About C3 Summit
Join your industry peers for Conversations on Clinical Content, C3 Summit. Panels of pharma, biotech, CRO, and regulatory thought leaders will explore Patient Diversity, Centricity, and Outcome Assessments, discussing challenges, opportunities, and strategies from the lens of real-world experience. Takeaway practical insights and participate in the discussion during Q&A and the post-event cocktail hour.
Speakers
Agenda
1:00 – 1:30
Welcome & Check-In
1:30 – 2:00
The Diverse Patient Voice: From PRO Development to Deployment
Mark Wade, Global Practice Leader | TransPerfect
Mark P. Wade holds the position of Global Practice Leader at TransPerfect Life Sciences the largest Language translation company globally, where he is the resident SME for all clinical trial processes and translation. Mr. Wade’s 20 years in Life Sciences includes International Regional Director for EMEA at Ethicon and Ethicon Endo Surgery, Johnson & Johnson companies (NYSE: JNJ). For almost ten years Mr. Wade was Global Practice Leader at another global language translation company. He is a published expert in Electronic Clinical Outcomes Assessments (eCOA) including two eBooks, Clinical Posters and numerous articles in trade journals. He has significant experience and has published in Clinical Services, Patient Recruitment and Site Selection. Mr. Wade has Chaired, presented and published Posters at DIA Annual Symposia and numerous other internationally recognized conferences. He is an active committee member of ISOQOL Translation & Cultural adaptation (TCA) Special Interest Group (SIG), ISPOR TCA SIG and DIA Endpoint Study Group.
Michael Dorrell, Alliance Director – Digital Patient Solutions/Translation Services | AstraZeneca
Life Science Professional across Pharma/Biotech – eCOA/Translations/Patient Centricity Champion. Astrazeneca’s ambition is to transform the lives of patients with improved outcomes and a better quality of life, through more effective treatment and prevention, ultimately working toward a cure for some of the world’s most complex diseases.
Paul O’Donohoe, Senior Director, eCOA Product and Science | Medidata Solutions
Paul O’Donohoe is Senior Director, eCOA Product and Science at Medidata Solutions, a clinical software platform provider.
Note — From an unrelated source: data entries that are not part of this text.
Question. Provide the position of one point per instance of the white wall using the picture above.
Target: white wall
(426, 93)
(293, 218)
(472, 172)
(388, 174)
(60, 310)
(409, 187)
He is responsible for providing strategic oversight of the development of Medidata’s electronic clinical outcome assessment technologies, and supporting internal teams and partners around the implementation of industry, regulatory and scientific best practices in clinical trials using mobile health technologies. He is passionate about developing the field of eCOA and mobile health through research and active involvement in industry consortia, and was previously the Industry Vice-Director of the C-Path ePRO Consortium.
Katja Rudell, Senior Director, COA, CDDS | Parexel
Katja Rudell is the Team Lead of the COA Science department in Parexel’s Clinical Data and Digital Services department. She is a COA instrument developer and has been working in Industry for 12 years and consulting for three years.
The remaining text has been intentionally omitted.